Not being an American citizen, he will be deported after completing his jail term and paying up the amount to be restituted.


The maximum penalty for the offence which Mr Abass hopes will be reduced at his sentencing include: “20 years’ imprisonment; a 3-year period of supervised release; a fine of $500,000 or twice the gross gain or gross loss resulting from the offense, whichever is greatest; and a mandatory special assessment of $100.”


Earlier in June 2020, the 39-year-old known for flaunting his opulent lifestyle on social media was arrested in Dubai by special agents including the Emerati police officers and Federal Bureau of Investigation (FBI) operatives.


The FBI stated in an affidavit obtained by newsmen that its investigations revealed that Mr Abbas financed this extravagant lifestyle with proceeds of crime.


Background

The U.S. Attorney’s Office for the Central District of California states in the agreement that beginning no later than on or about January 18, 2019, through on or about June 9, 2020, Hushpuppi “knowingly combined, agreed, and conspired with multiple other persons (“co-conspirators”) to conduct financial transactions into, within, and outside the United States involving property that represented the proceeds of wire fraud.”


The co-conspirators, according to USAO, targeted multiple victims and laundered and/or attempted to launder funds fraudulently obtained, and attempted to be fraudulently obtained, through bank cyber-heists, business email compromise (BEC) frauds, and other fraud schemes.
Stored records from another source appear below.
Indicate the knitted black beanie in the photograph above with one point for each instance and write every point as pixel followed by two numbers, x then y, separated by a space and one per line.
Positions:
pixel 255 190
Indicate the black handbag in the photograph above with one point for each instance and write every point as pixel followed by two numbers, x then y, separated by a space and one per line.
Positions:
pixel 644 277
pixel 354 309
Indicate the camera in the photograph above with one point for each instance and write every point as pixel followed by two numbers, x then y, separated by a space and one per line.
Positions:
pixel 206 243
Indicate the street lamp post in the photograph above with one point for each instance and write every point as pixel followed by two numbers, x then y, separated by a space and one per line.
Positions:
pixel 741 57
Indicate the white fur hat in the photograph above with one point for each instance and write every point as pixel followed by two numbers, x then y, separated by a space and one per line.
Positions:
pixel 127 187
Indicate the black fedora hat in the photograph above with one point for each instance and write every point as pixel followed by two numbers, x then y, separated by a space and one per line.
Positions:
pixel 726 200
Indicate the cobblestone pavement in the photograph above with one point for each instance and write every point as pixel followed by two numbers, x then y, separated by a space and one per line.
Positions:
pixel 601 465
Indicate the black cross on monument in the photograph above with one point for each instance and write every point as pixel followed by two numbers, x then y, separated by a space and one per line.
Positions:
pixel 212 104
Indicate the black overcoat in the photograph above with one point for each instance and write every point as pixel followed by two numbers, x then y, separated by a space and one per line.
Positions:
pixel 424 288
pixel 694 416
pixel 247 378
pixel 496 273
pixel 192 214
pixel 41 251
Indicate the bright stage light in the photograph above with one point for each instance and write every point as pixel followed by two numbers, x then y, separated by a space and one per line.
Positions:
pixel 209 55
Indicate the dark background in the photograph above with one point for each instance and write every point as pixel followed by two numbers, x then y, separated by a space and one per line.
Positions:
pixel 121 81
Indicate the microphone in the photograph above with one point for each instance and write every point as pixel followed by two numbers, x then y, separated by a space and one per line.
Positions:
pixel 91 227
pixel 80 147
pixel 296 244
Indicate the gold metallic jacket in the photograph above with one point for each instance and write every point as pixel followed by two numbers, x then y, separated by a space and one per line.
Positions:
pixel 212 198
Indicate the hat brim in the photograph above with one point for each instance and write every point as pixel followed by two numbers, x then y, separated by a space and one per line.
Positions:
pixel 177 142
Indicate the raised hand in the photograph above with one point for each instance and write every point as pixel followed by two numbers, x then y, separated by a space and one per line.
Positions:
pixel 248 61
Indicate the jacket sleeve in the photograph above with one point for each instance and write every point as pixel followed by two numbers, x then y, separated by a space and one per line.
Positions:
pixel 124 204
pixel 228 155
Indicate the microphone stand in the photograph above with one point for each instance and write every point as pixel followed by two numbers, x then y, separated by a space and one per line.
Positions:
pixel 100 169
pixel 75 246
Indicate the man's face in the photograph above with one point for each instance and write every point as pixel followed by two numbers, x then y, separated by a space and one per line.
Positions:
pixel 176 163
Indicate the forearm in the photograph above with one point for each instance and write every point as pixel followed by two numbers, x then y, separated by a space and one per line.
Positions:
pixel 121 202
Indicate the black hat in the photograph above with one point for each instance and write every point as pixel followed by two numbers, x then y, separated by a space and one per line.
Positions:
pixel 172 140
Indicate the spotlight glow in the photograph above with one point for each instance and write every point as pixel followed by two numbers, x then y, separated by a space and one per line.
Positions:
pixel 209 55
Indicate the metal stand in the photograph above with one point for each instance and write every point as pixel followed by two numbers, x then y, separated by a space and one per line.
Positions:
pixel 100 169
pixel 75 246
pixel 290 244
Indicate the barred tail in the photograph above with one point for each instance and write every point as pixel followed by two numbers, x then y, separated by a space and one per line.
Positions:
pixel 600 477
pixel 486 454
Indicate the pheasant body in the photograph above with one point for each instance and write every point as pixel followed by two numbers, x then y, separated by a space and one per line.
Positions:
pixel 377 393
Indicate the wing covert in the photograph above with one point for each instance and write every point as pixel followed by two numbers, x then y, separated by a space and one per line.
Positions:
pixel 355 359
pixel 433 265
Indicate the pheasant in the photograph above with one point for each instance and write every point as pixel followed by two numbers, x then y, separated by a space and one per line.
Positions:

The intended victims of the conspiracy were said to include a foreign financial institution (which was a bank in Malta), the victim’s law firm (located in New York State), and two companies located in the United Kingdom.


Mr Abass was said to have known that “these fraudulent schemes included bank cyber-heists, BEC schemes, and other fraud schemes.”


A top Nigerian police officer, Abba Kyari, was later indicted over his roles in facilitating the crime. But a federal court in Abuja, recently dismissed the Nigerian government’s extradition request for Mr Kyari.


The judge, Emeka Nwite, said Nigeria’s Attorney-General, Abubakar Malami, was responsible for the failure of the case by instituting the extradition proceedings despite the pending criminal case against Mr Kyari in Nigeria.


Mr Kyari and three other police officers are being tried on charges bordering on cocaine trafficking.


The foreign financial institution (a bank in Malta) was an intended victim of a cyber-heist, while the other victims identified above were victims of BEC schemes.


In some BEC schemes involving victim companies in the United Kingdom, Mr Abass was said to have with one co-conspirator on May 12, 2019, how they anticipated fraudulent payments of approximately £6 million per week.


“Once a victim deposited funds into a bank account, the defendant would coordinate with other co-conspirators to obtain or move the funds, and then to further launder the funds,” the U.S. government said.


In addition to admitting defendant’s involvement in the schemes intending to defraud the victims listed above, Mr Abass was also said to have admitted involvement in a scheme to defraud a victim company in Qatar that was building an international school (the Qatari Victim Company) and the owner of that company.


He was also said to have in December 2019, begun conspiring with a co-conspirator to defraud the owner of the Qatari company “who was seeking a lender to invest $15,000,000 in a project to build an international school”.


Mr Abass’ alleged co-conspirator was said to have already defrauded the victim of funds at the time that the defendant joined the scheme.


“Beginning on or around December 11, 2019, the defendant began to communicate with the Victim Businessperson, fraudulently using the name Malik,” it was stated.


As Malik, the prosecution said further, Huspuppi falsely told the victim that he would open a bank account in the United States where the $15,000,000 loan could initially be deposited.


“In truth, defendant and Coconspirator A did not intend to assist the Victim Businessperson in securing a loan; they were defrauding the Victim Businessperson,” the prosecution alleged.